In Monday’s Money Matters, Jane King discusses millions in bonuses given to North Carolina Walmart employees, Doordash and Instacart under investigation for tipping policies and Walmart which is now billing itself as a “tech company.”
At least 5,000 tech workers could become millionaires after their companies go public later this year, according an analysis from a big data realtor in Silicon Valley.
Compass big data realtor Deniz Kahramaner estimates that at least 5,000 employees across eight companies — Airbnb, Instacart, Lyft, Palantir, Pinterest, Postmates, Slack and Uber — could become millionaires after their company goes public in 2019.
“All these IPOs are coming, and $150 billion to $250 billion are going to be unlocked in market capitalization over the next two years,” explains Kahramaner. “All those newly rich tech employees are going to have a significant impact on the real estate market.”
A new record
This year’s 5,000-plus tech IPO millionaires would surpass the estimated 1,000 millionaires who emerged in 2004 from Google’s (GOOG, GOOGL) IPO and the 1,000-plus millionaires in 2012 after Facebook (FB) went public. That this year’s crop will surpass those time periods probably isn’t surprising given the number of companies marching towards an IPO in 2019. But it does speak to sheer amount of wealth that’s about to flood the San Francisco Bay Area.
The markets where all that wealth could be felt most? Real estate and rentals. Kahramaner projects that up to 2,400 of those tech millionaires could potentially purchase properties priced at $1 million or under, while on the very high-end, just over 200 millionaires may purchase properties priced $10 million and over. These purchases will likely drive the local real estate market further. In fact, Kahramaner predicts that no San Francisco property will be priced under $1 million in five years, as a result.

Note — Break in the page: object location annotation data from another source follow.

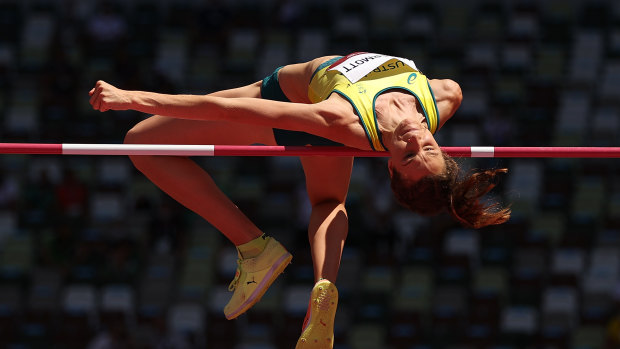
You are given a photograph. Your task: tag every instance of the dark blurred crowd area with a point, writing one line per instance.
(92, 255)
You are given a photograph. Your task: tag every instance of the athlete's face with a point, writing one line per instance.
(414, 152)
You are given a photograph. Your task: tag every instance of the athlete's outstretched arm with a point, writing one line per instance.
(311, 118)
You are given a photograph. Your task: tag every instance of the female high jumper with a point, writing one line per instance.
(362, 100)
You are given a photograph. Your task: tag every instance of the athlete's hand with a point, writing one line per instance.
(104, 97)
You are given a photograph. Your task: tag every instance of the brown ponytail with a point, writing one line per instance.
(462, 198)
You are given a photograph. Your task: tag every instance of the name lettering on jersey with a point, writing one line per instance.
(357, 65)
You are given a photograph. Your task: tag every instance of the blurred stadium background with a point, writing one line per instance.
(94, 256)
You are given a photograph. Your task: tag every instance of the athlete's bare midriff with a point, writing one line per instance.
(295, 79)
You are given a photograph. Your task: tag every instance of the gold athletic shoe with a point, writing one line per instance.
(318, 330)
(254, 276)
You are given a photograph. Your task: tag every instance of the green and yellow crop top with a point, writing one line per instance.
(393, 73)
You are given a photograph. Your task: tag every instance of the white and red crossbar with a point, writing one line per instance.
(260, 150)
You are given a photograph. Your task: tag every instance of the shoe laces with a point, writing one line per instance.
(235, 282)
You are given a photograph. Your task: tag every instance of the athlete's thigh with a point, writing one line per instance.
(327, 178)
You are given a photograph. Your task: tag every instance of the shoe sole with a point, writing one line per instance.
(319, 332)
(276, 269)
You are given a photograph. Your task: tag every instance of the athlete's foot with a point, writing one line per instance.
(318, 330)
(254, 276)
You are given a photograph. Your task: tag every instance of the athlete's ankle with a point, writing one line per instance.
(253, 248)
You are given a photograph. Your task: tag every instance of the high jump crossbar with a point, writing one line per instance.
(261, 150)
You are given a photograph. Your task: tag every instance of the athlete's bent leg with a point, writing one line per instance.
(261, 259)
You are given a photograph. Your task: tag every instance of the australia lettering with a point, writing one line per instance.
(358, 62)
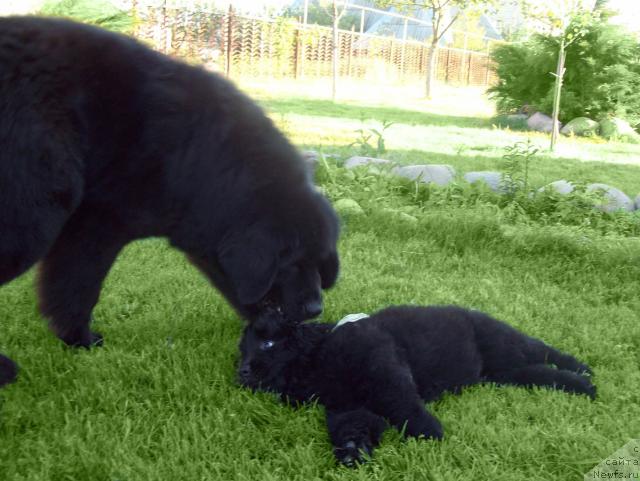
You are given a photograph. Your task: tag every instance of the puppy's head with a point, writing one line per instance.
(267, 352)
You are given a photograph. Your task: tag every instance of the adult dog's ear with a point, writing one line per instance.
(328, 270)
(250, 260)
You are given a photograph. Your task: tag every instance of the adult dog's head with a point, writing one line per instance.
(274, 262)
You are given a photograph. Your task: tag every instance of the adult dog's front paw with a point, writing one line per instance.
(426, 426)
(8, 370)
(353, 452)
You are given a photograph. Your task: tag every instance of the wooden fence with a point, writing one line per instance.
(243, 46)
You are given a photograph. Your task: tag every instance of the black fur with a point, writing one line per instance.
(387, 366)
(103, 141)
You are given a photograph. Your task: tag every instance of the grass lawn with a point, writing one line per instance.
(159, 401)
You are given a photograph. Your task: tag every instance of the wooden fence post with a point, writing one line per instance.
(487, 66)
(296, 55)
(229, 40)
(349, 58)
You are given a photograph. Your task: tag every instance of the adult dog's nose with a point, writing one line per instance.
(313, 308)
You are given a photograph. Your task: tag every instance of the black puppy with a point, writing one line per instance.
(387, 366)
(104, 141)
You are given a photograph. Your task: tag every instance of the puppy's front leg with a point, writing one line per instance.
(396, 398)
(354, 434)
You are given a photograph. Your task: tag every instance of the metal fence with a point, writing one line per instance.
(243, 46)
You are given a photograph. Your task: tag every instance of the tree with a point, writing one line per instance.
(566, 20)
(602, 73)
(442, 19)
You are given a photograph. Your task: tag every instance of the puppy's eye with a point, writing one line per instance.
(266, 345)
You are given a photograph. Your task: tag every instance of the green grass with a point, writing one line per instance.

Anthemos Georgiades, CEO of the apartment rental listing site Zumper, which tracks rental pricing trends across the U.S., says that while he foresees a measurable uptick in rental pricing this year in San Francisco of around 10%, these new tech millionaires won’t all jump on real estate once they’re able to sell their shares. (Employees are usually subject to six-month lockups post-IPO that keep them from selling their shares.)
The biggest impact
“The biggest impact from the imminent 2019 IPOs will be felt on the luxury end of the residential rental market, with the most likely zip codes affected being those within a short commute from the new public companies’ headquarters, like Uber and Airbnb,” Georgiades explains, pointing to San Francisco neighborhoods such as South of Market.
However, some of these millionaires, many of whom will be millennials, may opt to spend their money on rentals or experiences instead. A Zumper rental survey published last November indicated that 33% of renters now don’t believe the American Dream involves home ownership. The company surveyed 5,339 respondents in the U.S. last year across all 50 U.S. states.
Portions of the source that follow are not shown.